OS X is designed to run seamlessly on Mac hardware, but did you know that you can actually install Apple’s desktop operating system on a Windows PC and make what’s called a “Hackintosh?” Apple released OS X Mountain Lion in the Mac App Store last week, and it has already been downloaded 3 million times. But if you’re stuck with a PC, you can’t taste the forbidden fruits… until now. UniBeast, the tool used for creating a Hackintosh, has been updated with support for Mountain Lion.
Hackintoshing is not for the faint of heart, but if you’re up to the challenge, it’s possible to get Mountain Lion up and running on your PC.
Before you even think about venturing down this road, there are some things you need to know. To create a Hackintosh, you will first need access to a Mac and the $20 Mountain Lion installer from the Mac App Store. You’ll be creating a bootable disk/drive, so have a 4.7Gb DVD or USB flash drive with a minimum of 8GB storage. UniBeast is a Mac-only .dmg tool, so you’ll need to borrow a friend’s Mac for a little while to create your Hackintosh concoction.
You also need to have a newer PC that’s capable of running Mountain Lion, and frankly, we’re not going to give you a list because there are a lot of PCs out there. Apple says that Mountain Lion needs a minimum of 2GB of RAM and 8GB of free hard drive space. Anything slower than an Intel dual-core processor is probably not going to work. Drivers are another thing to consider. You see, drivers act as conduits for allowing each physical part of your PC (wireless card, GPU, etc.) to communicate with its operating system. When you a buy a PC running Windows, all of the drivers come pre-installed. When you install OS X on a PC, you’re leaving driver compatibility completely up to chance.
To be fair, it seems like driver support has become less of an issue in the more recent years of Hackintoshing. The first laptop I ever owned was a Dell, and I turned it into an OS X Leopard Hackintosh. It took forever to find all the drivers and get everything working right, but I managed to make it work. A free tool called MultiBeast now aids in adding needed drivers to your Hackintosh once you’ve installed OS X.
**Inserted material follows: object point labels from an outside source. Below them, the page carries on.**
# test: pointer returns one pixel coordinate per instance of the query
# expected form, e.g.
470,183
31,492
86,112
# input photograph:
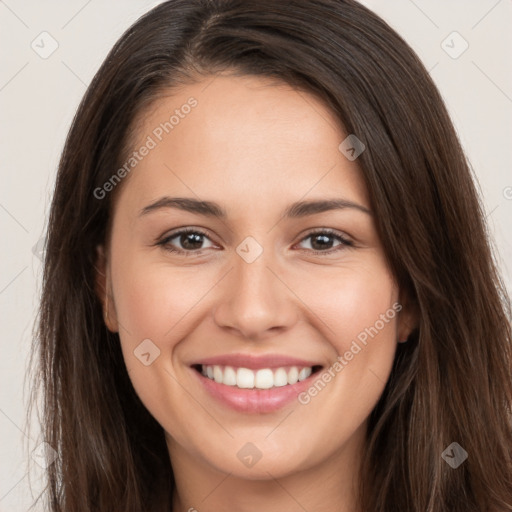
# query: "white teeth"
229,376
304,373
244,378
293,375
264,378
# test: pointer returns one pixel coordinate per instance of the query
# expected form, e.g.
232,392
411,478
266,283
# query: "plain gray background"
38,97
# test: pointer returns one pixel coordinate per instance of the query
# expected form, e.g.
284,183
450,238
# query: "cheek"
152,299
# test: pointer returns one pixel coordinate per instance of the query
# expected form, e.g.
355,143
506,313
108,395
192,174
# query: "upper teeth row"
265,378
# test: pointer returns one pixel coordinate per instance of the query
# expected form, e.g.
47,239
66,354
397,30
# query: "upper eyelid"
204,232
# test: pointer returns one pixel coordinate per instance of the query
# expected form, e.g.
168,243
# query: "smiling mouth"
263,378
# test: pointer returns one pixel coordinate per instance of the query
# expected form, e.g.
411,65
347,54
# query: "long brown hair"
451,382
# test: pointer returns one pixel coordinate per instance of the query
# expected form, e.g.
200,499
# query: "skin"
254,147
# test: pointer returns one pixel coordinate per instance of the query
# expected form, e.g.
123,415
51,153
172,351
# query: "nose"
255,301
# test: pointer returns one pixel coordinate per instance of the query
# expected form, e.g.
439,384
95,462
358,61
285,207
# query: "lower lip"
255,401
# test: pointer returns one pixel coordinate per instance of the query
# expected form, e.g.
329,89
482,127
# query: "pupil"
188,238
323,244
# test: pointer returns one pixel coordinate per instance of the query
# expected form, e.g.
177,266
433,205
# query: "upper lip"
253,362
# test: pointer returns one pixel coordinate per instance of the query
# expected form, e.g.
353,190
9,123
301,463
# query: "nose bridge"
254,300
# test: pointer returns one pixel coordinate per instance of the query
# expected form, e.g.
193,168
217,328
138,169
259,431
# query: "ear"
408,318
103,289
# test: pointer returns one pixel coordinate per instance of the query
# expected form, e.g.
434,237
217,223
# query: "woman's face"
256,295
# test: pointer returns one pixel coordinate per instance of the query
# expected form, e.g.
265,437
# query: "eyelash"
165,241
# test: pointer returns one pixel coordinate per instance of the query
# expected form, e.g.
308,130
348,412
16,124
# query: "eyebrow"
211,209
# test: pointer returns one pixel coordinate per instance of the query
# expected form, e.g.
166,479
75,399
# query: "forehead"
238,138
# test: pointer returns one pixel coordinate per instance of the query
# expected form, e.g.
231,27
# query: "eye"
321,241
190,240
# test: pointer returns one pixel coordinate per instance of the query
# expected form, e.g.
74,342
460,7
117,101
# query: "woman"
268,283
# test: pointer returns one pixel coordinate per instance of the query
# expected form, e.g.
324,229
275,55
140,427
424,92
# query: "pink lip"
254,401
255,362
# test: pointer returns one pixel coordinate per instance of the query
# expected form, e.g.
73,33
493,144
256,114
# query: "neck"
329,485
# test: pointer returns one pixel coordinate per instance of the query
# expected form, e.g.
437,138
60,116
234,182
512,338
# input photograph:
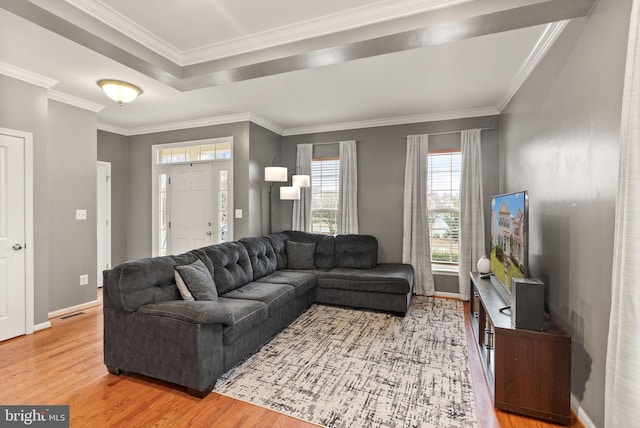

UniBeast and MultiBeast can be downloaded for free over at the tonymacx86 forum. You’ll need to create a free account to gain access to the download links.
The process of Hackintoshing involves creating a bootable copy of Mountain Lion with UniBeast and Disk Utility. Redmond Pie has a great tutorial that takes you through creating a Hackintosh-friendly copy of Mountain Lion to use. If you’ve never done anything this geeky before, be wary. It can turn into quite the learning experience.